VisualLangLab provides a trace annotation
(see Editing the Grammar Tree) that
allows you to conveniently enable tracing of any parser-rule or part of a
parser-rule. The output generated by this facility is properly indented
to indicate nesting of traced levels, and is more helpful than the log() method in
Parsers.
The trace annotation on any grammar-tree node is toggled by using the grammar-tree's pop-up context menu.
VisualLangLab gives every grammar-tree node a unique name based on the name of the parser-rule and the node's position in the tree (see Figure-2 below). The names are used for identifying nodes in error reports or trace logs. To reduce clutter The GUI does not normally display node names, but they can be made visible by selecting View -> Full names from the main menu.

Figure-2. Node names in a grammar-tree
The GUI checks all parser-rules for certain types of errors,
and will flag offending grammar-tree nodes by overlaying them with the error mark
(
).
The tool-tip text of the node is altered to indicate the source of the problem.
The following types of error are detected:
Using parser-rules that can match the empty string can lead to difficult-to-fix problems. Redesign your grammar to use multiplicity in a suitable way and avoid the need for such parser-rules.

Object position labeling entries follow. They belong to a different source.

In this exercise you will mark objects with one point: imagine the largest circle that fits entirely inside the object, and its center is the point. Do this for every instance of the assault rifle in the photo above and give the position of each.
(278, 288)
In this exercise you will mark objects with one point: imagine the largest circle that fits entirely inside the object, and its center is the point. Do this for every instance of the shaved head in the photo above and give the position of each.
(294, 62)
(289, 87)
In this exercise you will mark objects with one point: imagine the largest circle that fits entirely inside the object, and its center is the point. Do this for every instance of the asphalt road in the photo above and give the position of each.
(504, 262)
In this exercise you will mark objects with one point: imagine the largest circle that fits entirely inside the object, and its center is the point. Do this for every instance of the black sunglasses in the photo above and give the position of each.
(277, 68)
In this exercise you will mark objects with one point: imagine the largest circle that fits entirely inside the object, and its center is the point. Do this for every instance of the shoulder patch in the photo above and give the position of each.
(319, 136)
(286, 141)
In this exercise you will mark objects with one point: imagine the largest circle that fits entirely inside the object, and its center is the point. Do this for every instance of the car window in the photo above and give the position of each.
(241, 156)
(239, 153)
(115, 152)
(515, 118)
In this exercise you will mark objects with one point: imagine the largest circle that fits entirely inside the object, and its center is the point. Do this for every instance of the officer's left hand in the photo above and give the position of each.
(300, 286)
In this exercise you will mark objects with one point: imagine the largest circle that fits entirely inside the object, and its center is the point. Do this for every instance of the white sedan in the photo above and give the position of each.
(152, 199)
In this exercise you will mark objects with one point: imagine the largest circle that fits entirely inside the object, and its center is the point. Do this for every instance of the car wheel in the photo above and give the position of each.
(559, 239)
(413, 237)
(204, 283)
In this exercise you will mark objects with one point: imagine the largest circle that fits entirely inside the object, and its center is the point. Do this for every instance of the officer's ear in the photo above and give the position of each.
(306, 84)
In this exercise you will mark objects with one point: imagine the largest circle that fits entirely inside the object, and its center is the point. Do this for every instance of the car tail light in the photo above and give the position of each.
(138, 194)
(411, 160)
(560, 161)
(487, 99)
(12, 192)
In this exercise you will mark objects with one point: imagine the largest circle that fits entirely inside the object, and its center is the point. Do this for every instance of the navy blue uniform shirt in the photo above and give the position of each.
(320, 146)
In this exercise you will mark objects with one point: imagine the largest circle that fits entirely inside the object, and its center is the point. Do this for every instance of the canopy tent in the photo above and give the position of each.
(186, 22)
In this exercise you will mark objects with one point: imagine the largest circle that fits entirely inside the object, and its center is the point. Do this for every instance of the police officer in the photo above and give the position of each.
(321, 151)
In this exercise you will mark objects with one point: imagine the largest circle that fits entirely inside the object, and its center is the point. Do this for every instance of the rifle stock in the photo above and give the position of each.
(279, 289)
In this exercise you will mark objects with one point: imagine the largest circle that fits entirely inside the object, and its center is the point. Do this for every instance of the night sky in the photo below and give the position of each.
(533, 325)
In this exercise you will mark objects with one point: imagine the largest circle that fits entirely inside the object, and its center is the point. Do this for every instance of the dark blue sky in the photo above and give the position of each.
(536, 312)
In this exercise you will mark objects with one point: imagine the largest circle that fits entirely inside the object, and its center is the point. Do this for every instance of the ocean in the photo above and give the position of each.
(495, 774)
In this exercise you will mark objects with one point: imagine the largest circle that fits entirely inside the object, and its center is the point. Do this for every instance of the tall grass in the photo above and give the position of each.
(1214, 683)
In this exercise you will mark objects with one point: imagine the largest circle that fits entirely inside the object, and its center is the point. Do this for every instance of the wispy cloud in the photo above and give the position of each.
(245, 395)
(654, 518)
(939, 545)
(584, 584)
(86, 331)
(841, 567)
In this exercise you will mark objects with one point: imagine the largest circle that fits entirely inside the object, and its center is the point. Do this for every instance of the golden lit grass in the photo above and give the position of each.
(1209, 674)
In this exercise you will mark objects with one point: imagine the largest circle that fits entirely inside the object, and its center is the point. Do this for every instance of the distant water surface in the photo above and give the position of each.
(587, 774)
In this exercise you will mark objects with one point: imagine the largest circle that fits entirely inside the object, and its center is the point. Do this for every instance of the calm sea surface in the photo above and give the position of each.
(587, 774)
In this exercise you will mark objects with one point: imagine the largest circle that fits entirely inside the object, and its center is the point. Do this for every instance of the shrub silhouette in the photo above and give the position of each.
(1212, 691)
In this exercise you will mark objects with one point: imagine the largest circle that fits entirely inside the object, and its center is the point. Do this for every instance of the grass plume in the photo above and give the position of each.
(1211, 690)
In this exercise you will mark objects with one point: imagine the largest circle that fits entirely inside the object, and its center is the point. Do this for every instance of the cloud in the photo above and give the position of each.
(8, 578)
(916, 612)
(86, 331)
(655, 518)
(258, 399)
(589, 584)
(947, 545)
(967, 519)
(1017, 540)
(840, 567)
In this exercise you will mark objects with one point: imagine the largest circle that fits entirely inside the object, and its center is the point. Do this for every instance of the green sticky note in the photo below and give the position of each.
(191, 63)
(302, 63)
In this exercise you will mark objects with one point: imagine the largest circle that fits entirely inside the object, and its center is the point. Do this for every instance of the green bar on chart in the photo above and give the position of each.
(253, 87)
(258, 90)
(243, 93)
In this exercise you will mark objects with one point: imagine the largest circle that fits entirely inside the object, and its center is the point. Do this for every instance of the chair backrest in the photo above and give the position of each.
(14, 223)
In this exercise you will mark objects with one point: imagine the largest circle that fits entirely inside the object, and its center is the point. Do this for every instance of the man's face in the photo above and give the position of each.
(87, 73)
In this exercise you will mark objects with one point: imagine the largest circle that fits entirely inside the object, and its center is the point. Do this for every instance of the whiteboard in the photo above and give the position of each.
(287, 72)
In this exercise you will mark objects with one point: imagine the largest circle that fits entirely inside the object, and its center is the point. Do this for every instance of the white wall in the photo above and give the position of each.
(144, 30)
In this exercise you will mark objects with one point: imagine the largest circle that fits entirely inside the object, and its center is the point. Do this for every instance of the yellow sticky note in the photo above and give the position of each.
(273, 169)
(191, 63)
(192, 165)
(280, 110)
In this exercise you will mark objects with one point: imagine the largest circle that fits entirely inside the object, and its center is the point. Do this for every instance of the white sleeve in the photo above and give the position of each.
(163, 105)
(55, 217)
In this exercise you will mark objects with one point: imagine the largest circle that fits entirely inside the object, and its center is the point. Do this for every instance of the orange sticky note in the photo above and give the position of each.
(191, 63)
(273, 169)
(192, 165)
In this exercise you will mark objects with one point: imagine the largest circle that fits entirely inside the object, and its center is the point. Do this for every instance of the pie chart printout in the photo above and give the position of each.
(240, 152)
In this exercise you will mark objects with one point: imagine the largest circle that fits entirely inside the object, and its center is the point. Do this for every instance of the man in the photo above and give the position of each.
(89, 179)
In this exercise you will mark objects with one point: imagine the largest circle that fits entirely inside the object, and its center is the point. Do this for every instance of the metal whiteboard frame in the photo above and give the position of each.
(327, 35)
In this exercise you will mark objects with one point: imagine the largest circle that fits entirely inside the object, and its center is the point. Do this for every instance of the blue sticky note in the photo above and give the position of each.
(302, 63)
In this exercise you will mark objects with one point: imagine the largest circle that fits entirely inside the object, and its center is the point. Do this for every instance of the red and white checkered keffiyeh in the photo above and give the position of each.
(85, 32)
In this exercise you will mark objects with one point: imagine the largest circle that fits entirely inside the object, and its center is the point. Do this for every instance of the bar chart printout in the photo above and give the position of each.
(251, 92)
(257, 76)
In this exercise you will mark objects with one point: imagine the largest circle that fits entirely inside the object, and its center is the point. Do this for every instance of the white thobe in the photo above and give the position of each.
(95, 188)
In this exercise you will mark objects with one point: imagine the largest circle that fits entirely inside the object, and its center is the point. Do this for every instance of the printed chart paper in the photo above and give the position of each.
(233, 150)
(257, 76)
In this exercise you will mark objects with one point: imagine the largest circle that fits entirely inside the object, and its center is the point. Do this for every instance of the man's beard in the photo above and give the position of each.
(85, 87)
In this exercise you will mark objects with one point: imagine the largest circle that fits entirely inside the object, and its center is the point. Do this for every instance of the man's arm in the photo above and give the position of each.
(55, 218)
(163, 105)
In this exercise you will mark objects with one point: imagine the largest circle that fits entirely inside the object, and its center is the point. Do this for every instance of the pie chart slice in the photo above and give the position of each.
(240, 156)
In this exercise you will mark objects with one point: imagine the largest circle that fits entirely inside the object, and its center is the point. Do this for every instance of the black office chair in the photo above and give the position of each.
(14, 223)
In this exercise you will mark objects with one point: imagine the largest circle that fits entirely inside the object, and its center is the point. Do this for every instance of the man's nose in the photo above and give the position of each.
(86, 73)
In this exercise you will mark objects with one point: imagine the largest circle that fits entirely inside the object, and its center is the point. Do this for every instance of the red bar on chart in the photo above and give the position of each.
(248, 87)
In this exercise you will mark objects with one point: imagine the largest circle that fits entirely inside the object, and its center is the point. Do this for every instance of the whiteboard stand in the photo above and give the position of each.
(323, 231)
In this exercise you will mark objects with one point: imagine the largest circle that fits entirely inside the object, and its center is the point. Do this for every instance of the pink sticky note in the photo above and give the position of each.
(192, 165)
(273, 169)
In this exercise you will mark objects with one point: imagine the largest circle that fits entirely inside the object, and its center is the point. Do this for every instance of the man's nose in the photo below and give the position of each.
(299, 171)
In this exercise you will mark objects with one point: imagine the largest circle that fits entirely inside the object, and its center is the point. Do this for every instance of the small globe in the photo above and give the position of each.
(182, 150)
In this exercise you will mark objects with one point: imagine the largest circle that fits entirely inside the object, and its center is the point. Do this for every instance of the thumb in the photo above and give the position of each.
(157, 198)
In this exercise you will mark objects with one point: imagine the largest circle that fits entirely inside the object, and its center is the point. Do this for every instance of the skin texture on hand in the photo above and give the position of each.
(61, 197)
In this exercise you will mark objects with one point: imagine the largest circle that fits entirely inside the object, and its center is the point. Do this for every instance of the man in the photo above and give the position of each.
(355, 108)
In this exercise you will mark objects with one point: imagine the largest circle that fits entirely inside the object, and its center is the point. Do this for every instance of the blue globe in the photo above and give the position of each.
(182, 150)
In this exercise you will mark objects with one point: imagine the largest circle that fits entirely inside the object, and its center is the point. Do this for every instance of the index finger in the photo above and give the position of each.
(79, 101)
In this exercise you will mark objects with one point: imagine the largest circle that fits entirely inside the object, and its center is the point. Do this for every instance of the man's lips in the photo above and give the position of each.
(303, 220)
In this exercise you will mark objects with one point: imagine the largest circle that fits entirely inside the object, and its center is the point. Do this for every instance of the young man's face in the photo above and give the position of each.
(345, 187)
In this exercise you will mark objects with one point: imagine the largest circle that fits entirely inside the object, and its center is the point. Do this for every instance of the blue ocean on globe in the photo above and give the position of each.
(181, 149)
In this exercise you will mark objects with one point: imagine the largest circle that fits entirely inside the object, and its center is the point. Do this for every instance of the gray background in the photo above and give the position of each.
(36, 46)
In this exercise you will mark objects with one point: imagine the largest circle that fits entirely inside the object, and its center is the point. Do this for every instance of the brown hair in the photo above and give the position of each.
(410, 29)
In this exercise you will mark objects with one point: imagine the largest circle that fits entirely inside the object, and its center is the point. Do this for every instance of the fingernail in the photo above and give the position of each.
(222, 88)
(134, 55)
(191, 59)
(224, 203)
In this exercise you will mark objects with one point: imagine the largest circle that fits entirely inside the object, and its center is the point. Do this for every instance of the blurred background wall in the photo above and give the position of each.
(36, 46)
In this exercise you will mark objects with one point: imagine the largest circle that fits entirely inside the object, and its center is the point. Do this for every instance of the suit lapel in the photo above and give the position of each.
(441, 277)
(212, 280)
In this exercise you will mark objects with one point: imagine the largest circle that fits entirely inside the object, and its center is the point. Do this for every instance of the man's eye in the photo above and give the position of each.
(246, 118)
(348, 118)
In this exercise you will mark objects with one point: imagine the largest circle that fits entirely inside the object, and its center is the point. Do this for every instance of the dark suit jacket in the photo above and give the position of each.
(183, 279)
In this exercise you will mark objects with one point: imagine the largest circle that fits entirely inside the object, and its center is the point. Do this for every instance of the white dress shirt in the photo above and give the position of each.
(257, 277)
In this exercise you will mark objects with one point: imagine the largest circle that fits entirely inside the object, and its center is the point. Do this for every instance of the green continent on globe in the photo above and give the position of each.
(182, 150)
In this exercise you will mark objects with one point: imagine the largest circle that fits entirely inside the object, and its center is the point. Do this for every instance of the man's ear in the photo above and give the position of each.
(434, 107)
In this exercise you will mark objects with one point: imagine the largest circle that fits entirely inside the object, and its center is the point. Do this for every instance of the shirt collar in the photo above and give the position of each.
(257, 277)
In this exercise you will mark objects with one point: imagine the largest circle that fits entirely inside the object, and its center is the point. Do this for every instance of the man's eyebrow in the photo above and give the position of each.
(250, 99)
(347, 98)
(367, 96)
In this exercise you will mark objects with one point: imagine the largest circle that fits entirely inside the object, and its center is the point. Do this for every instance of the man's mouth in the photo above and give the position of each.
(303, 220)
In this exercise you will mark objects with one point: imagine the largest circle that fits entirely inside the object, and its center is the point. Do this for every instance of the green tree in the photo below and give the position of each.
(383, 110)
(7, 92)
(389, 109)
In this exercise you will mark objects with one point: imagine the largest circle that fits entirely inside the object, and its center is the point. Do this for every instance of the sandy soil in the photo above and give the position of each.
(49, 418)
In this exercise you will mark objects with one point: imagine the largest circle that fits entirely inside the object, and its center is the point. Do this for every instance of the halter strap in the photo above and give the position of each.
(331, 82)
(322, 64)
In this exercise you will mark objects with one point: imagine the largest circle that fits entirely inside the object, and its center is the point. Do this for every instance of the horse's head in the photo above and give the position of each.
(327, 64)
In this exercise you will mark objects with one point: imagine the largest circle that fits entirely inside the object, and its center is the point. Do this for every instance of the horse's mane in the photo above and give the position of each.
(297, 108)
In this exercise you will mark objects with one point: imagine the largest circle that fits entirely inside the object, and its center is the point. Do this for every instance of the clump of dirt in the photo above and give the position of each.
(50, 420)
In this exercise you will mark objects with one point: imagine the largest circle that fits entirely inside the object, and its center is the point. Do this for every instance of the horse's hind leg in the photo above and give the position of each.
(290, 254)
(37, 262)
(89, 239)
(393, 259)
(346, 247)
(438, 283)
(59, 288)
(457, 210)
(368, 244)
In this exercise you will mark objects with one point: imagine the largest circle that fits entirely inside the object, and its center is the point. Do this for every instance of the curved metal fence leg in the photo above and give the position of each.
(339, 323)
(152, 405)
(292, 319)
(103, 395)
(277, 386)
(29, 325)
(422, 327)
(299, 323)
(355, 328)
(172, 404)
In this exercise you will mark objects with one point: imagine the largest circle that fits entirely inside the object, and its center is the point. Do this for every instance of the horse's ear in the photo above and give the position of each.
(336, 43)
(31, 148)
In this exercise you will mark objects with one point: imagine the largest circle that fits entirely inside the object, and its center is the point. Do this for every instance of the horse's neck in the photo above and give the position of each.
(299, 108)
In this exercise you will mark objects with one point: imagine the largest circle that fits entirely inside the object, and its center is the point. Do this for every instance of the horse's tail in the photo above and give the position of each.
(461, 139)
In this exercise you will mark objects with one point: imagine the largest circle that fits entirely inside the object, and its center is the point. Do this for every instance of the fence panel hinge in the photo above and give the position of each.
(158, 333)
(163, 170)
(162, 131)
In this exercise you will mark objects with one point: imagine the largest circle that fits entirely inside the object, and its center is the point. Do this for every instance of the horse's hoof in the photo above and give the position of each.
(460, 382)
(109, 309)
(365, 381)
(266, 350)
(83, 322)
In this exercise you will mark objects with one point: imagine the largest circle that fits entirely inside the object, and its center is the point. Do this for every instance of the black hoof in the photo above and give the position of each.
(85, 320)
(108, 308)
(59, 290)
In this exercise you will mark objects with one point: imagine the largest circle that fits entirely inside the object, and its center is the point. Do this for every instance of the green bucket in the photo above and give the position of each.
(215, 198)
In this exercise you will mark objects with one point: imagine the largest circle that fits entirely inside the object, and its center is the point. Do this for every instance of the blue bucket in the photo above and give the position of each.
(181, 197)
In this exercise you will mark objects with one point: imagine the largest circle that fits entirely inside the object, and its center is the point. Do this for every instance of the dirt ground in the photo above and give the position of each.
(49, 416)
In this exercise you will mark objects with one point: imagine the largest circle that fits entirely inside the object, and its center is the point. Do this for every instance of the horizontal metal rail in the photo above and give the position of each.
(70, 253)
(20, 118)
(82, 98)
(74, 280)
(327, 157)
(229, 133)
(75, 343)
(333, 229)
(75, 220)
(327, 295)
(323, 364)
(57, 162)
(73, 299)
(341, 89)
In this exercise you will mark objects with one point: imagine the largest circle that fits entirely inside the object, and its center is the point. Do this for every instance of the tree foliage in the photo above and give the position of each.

Sequence and Choice nodes must have at least two child nodes. Sequence nodes must also have at least one child node that contributes to the AST (not all child nodes may be dropped, or have multiplicities of 0 (not) or = (guard)). RepSep nodes must have exactly two child nodes. Root nodes must have one child node. Nodes that violate those requirements will be flagged.
Action code associated with any grammar-tree node (see AST and Action Code) is checked for correct syntax, and any errors are flagged.